Many collegiate athletes are under immense pressure to win by any means necessary.
With so much focus on these athletes and the competition, it is not surprising that college athletes might feel the need to turn to performance-enhancing drugs like anabolic steroids to gain an edge and stand out amongst their competitors.
College athletes are known to experience unique stress factors that the general student population don’t typically face and because of this, student athletes can be at a higher risk of anxiety and depression that stems from the constant need to perform exceptional on and off the field/court. Professional coaches look at college level athletes as potential draftees and now more than ever players are being scrutinized for their statistics, tendencies, and physical appearance all of which are contributing factors for a student to look for ways to progress their game but, what are we really losing to gain these victories?
Samir Padillo a former student at The University of Houston stated that steroids in the locker room were common and has admitted to use of anabolic steroids, but believes it diminishes the natural development of an athlete and eliminates the hard work one has to put in order to be the best.
Building on this are the equally troubling statistics that 1 in 4 young athletes believe doping is critical when it comes to improving their athletic performance when in reality, steroids do not give you superhuman abilities, they only allow you to reach your potential quicker.
However, it’s very possible to fully realize one’s ultimate potential without the use of steroids. We are born with our own personalized genetic makeup. The ultimate limits of any athlete’s performance are determined by his or her genetic makeup, and performance-enhancing drugs don’t modify genes. No matter how hard you try, how much you work out, how well you eat, how much competitive experience you gather, or how many drugs you take, you will never do anything as an athlete that exceeds your genetic limitations. It just isn’t possible.
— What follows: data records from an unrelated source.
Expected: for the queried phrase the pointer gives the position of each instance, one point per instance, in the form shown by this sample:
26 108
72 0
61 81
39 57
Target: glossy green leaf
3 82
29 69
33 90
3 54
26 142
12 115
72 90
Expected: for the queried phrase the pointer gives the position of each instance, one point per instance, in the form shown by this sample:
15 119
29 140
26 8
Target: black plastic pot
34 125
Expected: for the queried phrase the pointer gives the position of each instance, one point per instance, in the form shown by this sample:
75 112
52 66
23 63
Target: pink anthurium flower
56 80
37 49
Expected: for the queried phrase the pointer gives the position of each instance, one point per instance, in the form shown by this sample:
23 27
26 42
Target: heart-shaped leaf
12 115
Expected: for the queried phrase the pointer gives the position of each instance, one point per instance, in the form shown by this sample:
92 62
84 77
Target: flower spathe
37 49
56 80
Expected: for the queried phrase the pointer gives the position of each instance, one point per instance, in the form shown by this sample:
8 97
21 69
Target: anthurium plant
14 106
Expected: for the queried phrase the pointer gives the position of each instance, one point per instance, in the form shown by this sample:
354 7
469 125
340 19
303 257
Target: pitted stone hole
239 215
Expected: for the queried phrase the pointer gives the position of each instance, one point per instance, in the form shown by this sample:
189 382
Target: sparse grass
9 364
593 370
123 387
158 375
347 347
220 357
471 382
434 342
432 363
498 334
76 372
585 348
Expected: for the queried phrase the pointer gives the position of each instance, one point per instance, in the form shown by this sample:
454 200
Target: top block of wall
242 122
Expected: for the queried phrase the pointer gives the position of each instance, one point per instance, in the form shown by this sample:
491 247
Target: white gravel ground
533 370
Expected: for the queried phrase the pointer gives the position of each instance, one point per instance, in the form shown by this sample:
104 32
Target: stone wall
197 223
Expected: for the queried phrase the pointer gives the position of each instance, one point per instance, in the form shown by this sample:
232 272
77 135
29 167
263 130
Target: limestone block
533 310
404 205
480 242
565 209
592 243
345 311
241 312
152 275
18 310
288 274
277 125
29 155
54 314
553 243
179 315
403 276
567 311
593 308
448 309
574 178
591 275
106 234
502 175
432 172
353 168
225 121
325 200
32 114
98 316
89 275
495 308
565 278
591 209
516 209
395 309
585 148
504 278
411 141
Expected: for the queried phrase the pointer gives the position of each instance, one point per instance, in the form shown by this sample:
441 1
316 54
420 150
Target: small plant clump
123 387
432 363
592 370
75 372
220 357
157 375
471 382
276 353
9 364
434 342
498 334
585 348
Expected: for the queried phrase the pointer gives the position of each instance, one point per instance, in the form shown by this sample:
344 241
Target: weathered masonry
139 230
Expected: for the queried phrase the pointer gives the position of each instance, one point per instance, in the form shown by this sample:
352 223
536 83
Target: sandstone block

With proper training and exercise, nutrition and brain training, achieving your highest athletic potential is achievable and much healthier. Doping sabotages this effort by putting the athletes health at risk. Steroid use is not a safe practice and the consequences of doping are far-ranging and potentially permanent and can also have catastrophic effects on the health of a young athlete. The ethical athlete needs to utilize every means available to them to enhance performance legally and safely.
Many ask, “Well what can we do to put an end to doping?" and the answer is simple. By applying pressure.
The ‘scared straight’ approach has no major penalties for athletes who choose to travel this route. There is still very much to gain in forms of lucrative contracts and fame. It’s time to ratchet up the penalties, not only for the integrity of the game but also the well-being and safety of our athletes. If we implement a program where risk outweighs the reward there is no doubt we will see a significant impact on compliance. Mandatory health education classes for our young and college athletes should be made mandatory with the privilege of participating in sports. Often times athletes are more likely to partake in doping when unaware of the side effects.
One main factor included in the success of athletes doping is the people within the athletes circle that are emotionally, physically and or financially invested. Whatever the case may be and with so much at stake it’s easy to see why some choose to turn a blind eye. For the people who decide to speak out and come forward (also known as whistleblowers) they aren’t being provided with enough support nor incentive. It’s high time to provide these whistleblowers with an environment where they are supported and that’s essential to encouraging others to do the right thing.
Our anti doping solutions must be strengthened and a new agency promoting the exposure of the doping athletes should be created. Too often athletes who dope are awarded with success, and clean athletes are punished with defeat. The integrity of the games are threatened. Bringing in individuals outside the sports industry, with the task of exposing rather than simply testing, creates a culture of openness and honesty – at the fear of dirty athletes.
When considering how few athletes are caught under strict testing procedures, it’s only left up to imagination of how many coaches and doctors go free. By putting more resources and better strategy into place to charge the athlete support personnel, we could disrupt a culture of intense peer pressure. Enforcing harsher rules and monitoring coaching and health procedures would not only provide the evidence needed to hold coaches and doctors liable, but would also make it easier for anti-doping organizations to catch out athletes in the first place.
If you or a loved one may be experiencing the perils of steroid addiction or any kind of substance abuse please seek the help and or counseling that is available to you in your area.